Durante a entrevista, a magistrada esclareceu que os estereótipos de gênero são construções sociais relacionadas àquilo que a sociedade tradicionalmente considera adequado para homens e mulheres. “Estereótipos de gênero são padrões que nós construímos socialmente, que são mais ou menos aquilo que a sociedade acredita que é o papel do homem e o papel da mulher”, explicou. Como exemplo, ela citou a expectativa de que meninas sejam gentis e obedientes, enquanto meninos sejam aventureiros e ousados, observando que essas ideias podem gerar sofrimento para pessoas que não se encaixam nesses modelos.
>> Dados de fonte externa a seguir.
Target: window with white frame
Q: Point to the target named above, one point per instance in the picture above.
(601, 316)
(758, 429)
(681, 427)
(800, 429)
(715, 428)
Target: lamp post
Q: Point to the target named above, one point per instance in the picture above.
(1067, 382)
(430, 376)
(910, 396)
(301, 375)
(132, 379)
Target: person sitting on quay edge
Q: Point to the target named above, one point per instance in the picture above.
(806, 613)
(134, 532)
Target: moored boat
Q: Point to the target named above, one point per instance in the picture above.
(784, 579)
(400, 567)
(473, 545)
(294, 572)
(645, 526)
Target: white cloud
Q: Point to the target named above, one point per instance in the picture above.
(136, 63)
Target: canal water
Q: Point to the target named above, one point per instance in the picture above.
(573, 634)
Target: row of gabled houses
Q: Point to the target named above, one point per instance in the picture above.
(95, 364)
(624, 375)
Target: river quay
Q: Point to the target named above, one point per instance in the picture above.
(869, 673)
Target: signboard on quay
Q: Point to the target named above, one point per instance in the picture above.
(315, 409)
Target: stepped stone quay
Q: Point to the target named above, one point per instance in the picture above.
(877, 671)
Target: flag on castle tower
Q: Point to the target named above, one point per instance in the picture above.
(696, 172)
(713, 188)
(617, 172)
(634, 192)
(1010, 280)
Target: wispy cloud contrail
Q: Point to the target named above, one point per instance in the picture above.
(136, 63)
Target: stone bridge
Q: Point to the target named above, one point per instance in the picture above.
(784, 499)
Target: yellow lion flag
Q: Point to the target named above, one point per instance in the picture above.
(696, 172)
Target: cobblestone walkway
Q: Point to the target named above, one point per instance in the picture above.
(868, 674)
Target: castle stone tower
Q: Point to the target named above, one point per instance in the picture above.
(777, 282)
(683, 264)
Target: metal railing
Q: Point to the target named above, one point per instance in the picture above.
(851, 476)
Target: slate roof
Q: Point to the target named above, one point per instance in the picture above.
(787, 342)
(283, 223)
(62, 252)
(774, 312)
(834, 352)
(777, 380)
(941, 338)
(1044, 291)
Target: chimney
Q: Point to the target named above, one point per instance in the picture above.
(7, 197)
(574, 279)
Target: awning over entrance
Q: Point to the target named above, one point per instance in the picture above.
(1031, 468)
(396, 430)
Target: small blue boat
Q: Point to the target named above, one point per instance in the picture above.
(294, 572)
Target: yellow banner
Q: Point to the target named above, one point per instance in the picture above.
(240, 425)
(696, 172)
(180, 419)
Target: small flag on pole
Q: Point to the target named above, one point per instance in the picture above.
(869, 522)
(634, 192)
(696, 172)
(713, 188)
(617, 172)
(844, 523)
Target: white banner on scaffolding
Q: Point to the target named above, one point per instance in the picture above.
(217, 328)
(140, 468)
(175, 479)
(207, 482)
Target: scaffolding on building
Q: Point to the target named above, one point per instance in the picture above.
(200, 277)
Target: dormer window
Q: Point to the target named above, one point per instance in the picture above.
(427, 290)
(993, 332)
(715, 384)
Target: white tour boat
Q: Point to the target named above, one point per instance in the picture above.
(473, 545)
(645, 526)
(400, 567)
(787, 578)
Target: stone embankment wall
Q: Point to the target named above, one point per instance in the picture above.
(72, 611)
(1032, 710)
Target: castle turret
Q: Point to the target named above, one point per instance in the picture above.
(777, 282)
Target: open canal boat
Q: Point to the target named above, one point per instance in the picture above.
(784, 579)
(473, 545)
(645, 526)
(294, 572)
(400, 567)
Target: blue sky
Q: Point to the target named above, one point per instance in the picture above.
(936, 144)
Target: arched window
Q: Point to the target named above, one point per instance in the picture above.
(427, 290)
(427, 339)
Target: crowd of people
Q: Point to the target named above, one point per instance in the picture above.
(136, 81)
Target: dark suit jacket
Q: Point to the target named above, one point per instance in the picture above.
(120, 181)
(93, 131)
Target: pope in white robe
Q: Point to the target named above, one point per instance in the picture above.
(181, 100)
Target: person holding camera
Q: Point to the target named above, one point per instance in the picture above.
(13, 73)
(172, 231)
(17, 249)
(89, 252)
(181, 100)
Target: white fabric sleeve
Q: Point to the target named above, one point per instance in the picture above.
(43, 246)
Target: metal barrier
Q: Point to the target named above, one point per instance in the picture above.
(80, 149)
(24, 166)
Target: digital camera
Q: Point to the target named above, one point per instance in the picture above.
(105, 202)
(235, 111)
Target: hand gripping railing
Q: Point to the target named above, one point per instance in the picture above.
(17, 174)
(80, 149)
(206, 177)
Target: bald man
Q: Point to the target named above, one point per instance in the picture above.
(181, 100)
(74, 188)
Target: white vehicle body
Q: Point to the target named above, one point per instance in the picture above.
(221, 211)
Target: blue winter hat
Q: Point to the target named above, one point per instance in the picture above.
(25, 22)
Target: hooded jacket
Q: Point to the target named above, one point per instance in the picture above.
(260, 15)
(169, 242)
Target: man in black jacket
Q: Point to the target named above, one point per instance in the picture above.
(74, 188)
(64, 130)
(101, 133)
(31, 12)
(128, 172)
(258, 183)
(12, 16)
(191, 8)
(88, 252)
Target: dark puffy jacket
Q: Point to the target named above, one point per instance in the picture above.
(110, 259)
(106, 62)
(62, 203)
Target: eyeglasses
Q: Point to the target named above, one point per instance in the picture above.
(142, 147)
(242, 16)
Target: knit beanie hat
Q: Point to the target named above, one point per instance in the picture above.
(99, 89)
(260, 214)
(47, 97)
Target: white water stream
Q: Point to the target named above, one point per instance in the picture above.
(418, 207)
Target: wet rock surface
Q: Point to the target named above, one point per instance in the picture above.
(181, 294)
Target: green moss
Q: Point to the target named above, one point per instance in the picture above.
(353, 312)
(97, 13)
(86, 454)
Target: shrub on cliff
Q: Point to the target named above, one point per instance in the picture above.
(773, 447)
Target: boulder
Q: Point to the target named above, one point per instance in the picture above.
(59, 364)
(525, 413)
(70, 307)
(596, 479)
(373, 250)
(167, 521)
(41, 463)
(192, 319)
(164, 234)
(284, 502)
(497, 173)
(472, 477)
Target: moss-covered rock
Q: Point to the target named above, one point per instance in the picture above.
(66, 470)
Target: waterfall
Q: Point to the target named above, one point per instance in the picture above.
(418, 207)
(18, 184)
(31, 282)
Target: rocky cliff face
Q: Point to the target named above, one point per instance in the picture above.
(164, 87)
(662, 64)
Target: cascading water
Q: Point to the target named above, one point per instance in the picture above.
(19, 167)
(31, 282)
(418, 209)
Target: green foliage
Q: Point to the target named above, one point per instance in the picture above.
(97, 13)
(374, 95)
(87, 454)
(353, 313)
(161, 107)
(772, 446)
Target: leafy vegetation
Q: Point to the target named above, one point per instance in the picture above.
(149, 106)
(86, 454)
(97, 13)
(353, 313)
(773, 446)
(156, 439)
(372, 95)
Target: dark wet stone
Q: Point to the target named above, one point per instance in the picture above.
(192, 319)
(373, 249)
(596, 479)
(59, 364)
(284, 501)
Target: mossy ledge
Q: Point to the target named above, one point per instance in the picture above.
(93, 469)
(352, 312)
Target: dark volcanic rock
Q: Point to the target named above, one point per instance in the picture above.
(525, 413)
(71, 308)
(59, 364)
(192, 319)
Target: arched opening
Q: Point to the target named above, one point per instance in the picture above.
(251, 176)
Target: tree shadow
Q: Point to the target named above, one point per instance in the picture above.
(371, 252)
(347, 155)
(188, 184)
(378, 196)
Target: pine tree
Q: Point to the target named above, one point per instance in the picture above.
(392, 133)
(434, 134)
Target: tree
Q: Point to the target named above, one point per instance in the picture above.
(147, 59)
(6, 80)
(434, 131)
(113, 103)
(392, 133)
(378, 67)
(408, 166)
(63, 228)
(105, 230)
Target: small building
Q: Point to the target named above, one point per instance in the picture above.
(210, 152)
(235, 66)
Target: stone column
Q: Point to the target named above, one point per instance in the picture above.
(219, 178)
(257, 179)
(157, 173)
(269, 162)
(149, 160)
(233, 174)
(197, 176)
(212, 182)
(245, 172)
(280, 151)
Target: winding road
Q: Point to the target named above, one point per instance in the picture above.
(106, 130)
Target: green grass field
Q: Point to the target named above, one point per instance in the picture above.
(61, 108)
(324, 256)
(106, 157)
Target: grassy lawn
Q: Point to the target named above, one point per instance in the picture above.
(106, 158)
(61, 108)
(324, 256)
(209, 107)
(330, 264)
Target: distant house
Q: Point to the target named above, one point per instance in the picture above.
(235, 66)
A juíza também abordou a chamada divisão sexual do trabalho, conceito que atribui às mulheres as atividades relacionadas ao cuidado da casa, dos filhos e dos familiares, enquanto aos homens é destinado o trabalho produtivo e remunerado. Segundo ela, embora as mulheres tenham conquistado espaço no mercado de trabalho, ainda acumulam responsabilidades domésticas. “Nós trabalhamos fora, nós temos as nossas responsabilidades, nós competimos de igual para igual com os homens, mas nós continuamos com o trabalho doméstico. E aí surge, então, a dupla carga de trabalho”, destacou.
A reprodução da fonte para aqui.